Accanto alle attività manuali scomparse come l’arrotino, lu mmulaforbici, l’impagliasedie, mpagghiasegge, l’acconcia catini, lu cconzalimbi, il venditore di carboni, lu craunaru e via dicendo, bisogna annoverare i venditori ambulanti, figure caratteristiche da considerare come parte attiva della vita cittadina, in termini economi-sociali. Svolgendo importantissime attività di prima necessità, ciascuna di esse manifestava un’ingegnosità e adattabilità al lavoro che consentiva di sopravvivere e, magari, di ignorare cosa fosse il degrado fisico e mentale nelle forme che si intendono oggi.
Sia le botteghe sia i venditori ambulanti adoperavano un palcoscenico che nel volgere di qualche decennio ha cambiato completamente volto; mi riferisco alla strada del centro storico, in questo caso di Lecce, dalla caratteristica connotazione urbanistica in cui il modulo abitativo, un condominio in “orizzontale”, autonomo dal resto della città, consentiva che tutti sapessero di tutto, il mutuo soccorso era il comune denominatore e una sorta di filo univa gli inquilini con la stessa sorte, la stessa attività, la precarietà, le aspettative, i sentimenti che, superata la soglia di casa, diventavano di dominio pubblico, spesso fonte di pettegolezzi. Oggi è venuto meno il rapporto confidenziale che si instaurava tra artigiano-ambulante e acquirente col risultato non vi sono più quelle battute argute e salaci tra le parti né vi è un qualsiasi scambio di opinioni perché al supermercato è tutto selezionato e imbustato.

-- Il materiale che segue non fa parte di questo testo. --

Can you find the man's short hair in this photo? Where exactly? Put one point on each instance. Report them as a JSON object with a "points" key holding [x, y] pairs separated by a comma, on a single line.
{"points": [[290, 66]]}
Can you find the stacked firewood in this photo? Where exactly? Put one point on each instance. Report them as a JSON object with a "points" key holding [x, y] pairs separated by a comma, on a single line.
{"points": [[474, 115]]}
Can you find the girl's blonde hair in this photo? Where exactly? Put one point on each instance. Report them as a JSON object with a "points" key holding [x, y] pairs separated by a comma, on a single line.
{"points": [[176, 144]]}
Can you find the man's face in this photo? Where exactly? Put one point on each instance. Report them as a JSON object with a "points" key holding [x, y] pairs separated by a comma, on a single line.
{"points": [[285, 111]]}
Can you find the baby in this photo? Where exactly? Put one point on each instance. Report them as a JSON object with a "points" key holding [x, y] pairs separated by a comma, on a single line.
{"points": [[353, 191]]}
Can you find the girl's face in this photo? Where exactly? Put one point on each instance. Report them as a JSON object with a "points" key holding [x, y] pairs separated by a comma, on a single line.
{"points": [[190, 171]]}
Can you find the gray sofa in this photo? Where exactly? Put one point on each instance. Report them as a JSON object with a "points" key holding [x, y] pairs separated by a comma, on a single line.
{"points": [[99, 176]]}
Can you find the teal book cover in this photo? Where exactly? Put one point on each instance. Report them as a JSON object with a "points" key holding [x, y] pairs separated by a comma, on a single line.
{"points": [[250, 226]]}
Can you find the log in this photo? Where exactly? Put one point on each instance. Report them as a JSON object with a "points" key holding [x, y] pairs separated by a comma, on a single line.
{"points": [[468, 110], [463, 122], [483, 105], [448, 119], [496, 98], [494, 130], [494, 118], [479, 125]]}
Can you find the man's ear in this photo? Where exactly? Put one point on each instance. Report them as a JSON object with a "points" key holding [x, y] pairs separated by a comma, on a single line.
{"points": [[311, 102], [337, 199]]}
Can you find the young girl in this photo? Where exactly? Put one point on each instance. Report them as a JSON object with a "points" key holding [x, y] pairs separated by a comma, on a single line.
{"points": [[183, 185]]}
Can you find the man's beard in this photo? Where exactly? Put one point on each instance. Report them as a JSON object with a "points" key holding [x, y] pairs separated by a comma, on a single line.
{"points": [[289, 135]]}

Appurato che i giovani non conoscono gli aspetti della vita del passato, ed è giusto che li conoscano, con questo libretto rispolvero le figure sopracitate e, chiarisco, che non è una rievocazione sentimentale né esaltazione retorica e nemmeno idealizzazione, ma è un’opportunità per recuperare mentalmente una straordinaria laboriosità e per rivalutarla come patrimonio culturale.
Laddove è possibile riemerge il lessico popolare gergale, gli attrezzi, gli abiti da lavoro, le grida, le insegne: elementi identificativi dell’attività lavorativa. Ricordo, per esempio, che i carrettieri o i carbonai si distinguevano per il fazzoletto annodato al collo.
Per dimostrare la concatenazione esistente tra l’argomento e la letteratura folklorica si rispolverano poesie, proverbi, aneddoti, note giornalistiche, intrisi di metafora e, spesso, di vivida arguzia.